I’m sure she knew exactly what I was getting at, but the rest of you may not know that once upon a time in a beautiful place called college, I struggled with an eating disorder. It wasn’t your typical bingeing and purging, or anorexia. And from the outside looking in you would actually think that I was 100% healthy. In fact, I had people tell me all the time that they needed to “get on the Tasha diet” or that they wished they had as much self control as I had.
Here’s what a typical day looked like for me at that time: Wake up and eat breakfast, go to the gym for a morning Body Works class or 45 minutes of interval sprints on the treadmill, go to school, eat lunch, go to a private tumbling class for an hour, coach a cheer practice for 2 hours, drive back to school for my own cheer practice for 2 1/2 hours, drive home, eat dinner, go to sleep around midnight — wake up and repeat.
Sounds pretty busy, right? Here’s what I was eating to fuel that day:
Breakfast: 1 cup of Fiber One Cereal with milk
Snack: 1 apple
Lunch: 1 bagel thin, 4 slices of deli turkey, 2 pieces of romaine lettuce, ½ slice provolone cheese, mustard. Ziploc bag of veggie straws.

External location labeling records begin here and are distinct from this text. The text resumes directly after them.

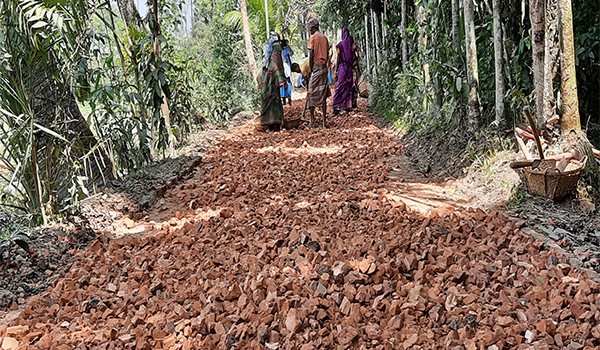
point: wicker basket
(552, 183)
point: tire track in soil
(295, 240)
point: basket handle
(534, 129)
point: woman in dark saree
(270, 80)
(342, 99)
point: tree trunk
(367, 50)
(472, 69)
(156, 31)
(129, 12)
(455, 28)
(403, 34)
(536, 16)
(267, 18)
(498, 50)
(571, 124)
(375, 25)
(248, 39)
(551, 57)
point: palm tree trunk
(498, 50)
(551, 57)
(536, 16)
(156, 31)
(248, 39)
(403, 34)
(367, 43)
(472, 68)
(571, 123)
(456, 28)
(375, 27)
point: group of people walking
(275, 77)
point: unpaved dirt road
(300, 240)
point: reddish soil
(297, 240)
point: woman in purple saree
(342, 99)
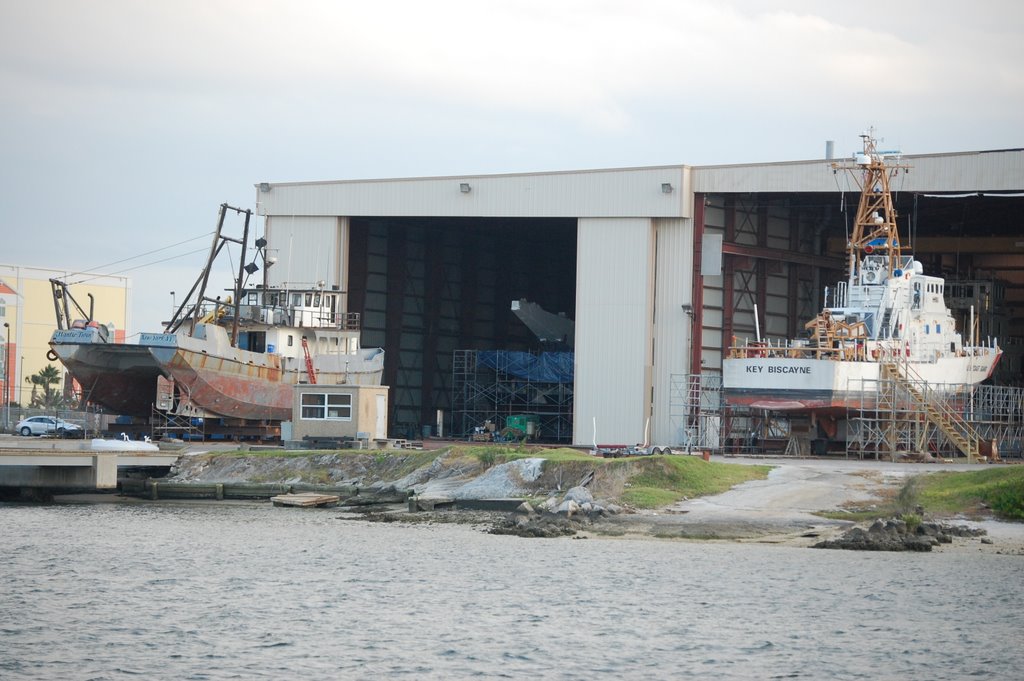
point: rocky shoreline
(783, 509)
(898, 535)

Snack: Yoplait Light (strawberry)
Dinner: 1 chicken breast, steamed veggies (no oil, no butter — just water). Pepper.
Dessert: Air.
So yeah, I was eating healthy and working out. Basically doing all the “right” things. But I was nowhere near healthy. I won’t go into all of the details here because it’s just way too much (let me know if you’d like to read a post about how I recognized that it was a prob and got myself out of it), but I struggled with this for about 4 years before finally getting my shit together and realizing that my version of “healthy” wasn’t actually healthy at all.
Which brings me back to this picture. Three years after going through Hell and a lot of fighting with myself to get back to a normal healthy routine, I looked at this picture and almost burst into tears. Because I spent years of my life LOATHING my body. Wishing that I could have a thigh gap. Literally imagining what I would look like if I didn’t have muscle or fat. (I did that thing I think many girls have done where you stand in the mirror and squeeze the backs of your arms or your legs or your stomach to catch a glimpse of what you could look like “if only.”) I cursed the day my mom put me in gymnastics where I built the same muscles I have today.

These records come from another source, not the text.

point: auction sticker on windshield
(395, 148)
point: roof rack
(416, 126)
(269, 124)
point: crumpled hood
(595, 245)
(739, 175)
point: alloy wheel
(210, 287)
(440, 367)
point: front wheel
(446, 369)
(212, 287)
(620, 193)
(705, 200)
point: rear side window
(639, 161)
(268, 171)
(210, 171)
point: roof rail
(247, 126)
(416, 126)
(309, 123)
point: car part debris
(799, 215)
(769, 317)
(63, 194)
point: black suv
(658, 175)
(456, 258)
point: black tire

And now, muscle and fat is in. And here I am, able to jump off a cliff in Croatia and flip into the water because I have it. (Also, being able to flip drunkenly has won me multiple contests so — thanks gymnastics.)

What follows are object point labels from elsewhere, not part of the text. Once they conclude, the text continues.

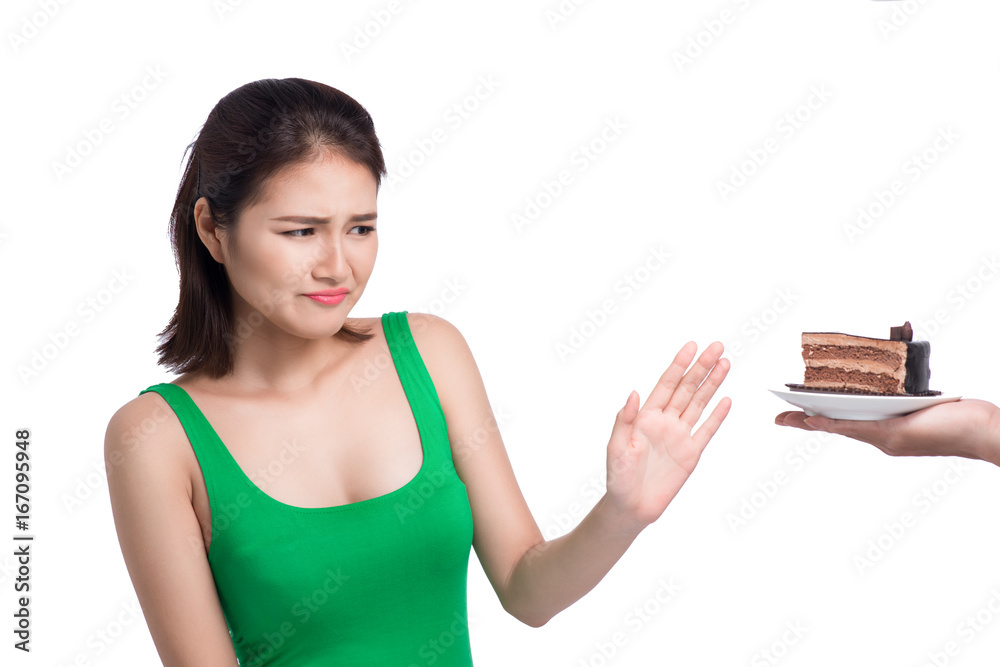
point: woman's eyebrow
(309, 220)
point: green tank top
(378, 582)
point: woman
(289, 506)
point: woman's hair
(251, 134)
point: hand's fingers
(678, 402)
(712, 424)
(665, 386)
(704, 393)
(872, 432)
(620, 432)
(796, 419)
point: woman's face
(313, 231)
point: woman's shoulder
(145, 426)
(443, 348)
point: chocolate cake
(897, 366)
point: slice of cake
(836, 361)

I wish I had known that growing up. Because the funny thing is, like clothing and social media trends, body image is also subject to fads. Stressed because kids are making fun of your big lips? Just wait it out — in 2016 a celeb family is going to make them so popular that women will actually PAY to have lips like yours. Wishing you were stick thin like all the models instead of muscular? Guess what — in ten years EVERYONE is a model on Instagram and people will buy guides teaching them how to build muscle like yours. Got a unibrow? Just a teeny bit of tweezing in-between will give you brows like Cara Delevigne while the rest of us pencil them in.
What you see as a flaw today might be the hottest trend tomorrow, and embracing it now will only put you ahead of the curve(s — no pun intended) when everyone else figures it out.
I will proudly say that these days I love my body. I’m not the skinniest I’ve ever been, or the most toned. And I’ll still never have curves more dangerous than Laurel Canyon Road on the first rainy day in LA — but I am healthy, and able, and a little jiggling really helps get the point across during my karaoke performances of Nicki Minaj’s Anaconda so that’s a plus.
Most importantly I am happy with where I’m at whether I miss a week of workouts or not, whether I eat two cupcakes on someone else’s birthday or not (jk, there’s never a “not” — I do that every time), and whether I drink 100 ounces of water or margaritas on a weekend.
Loving myself took me way too long. So I hope that if you’re reading this and you’re still working on recognizing your own beauty, that this helps you along the way.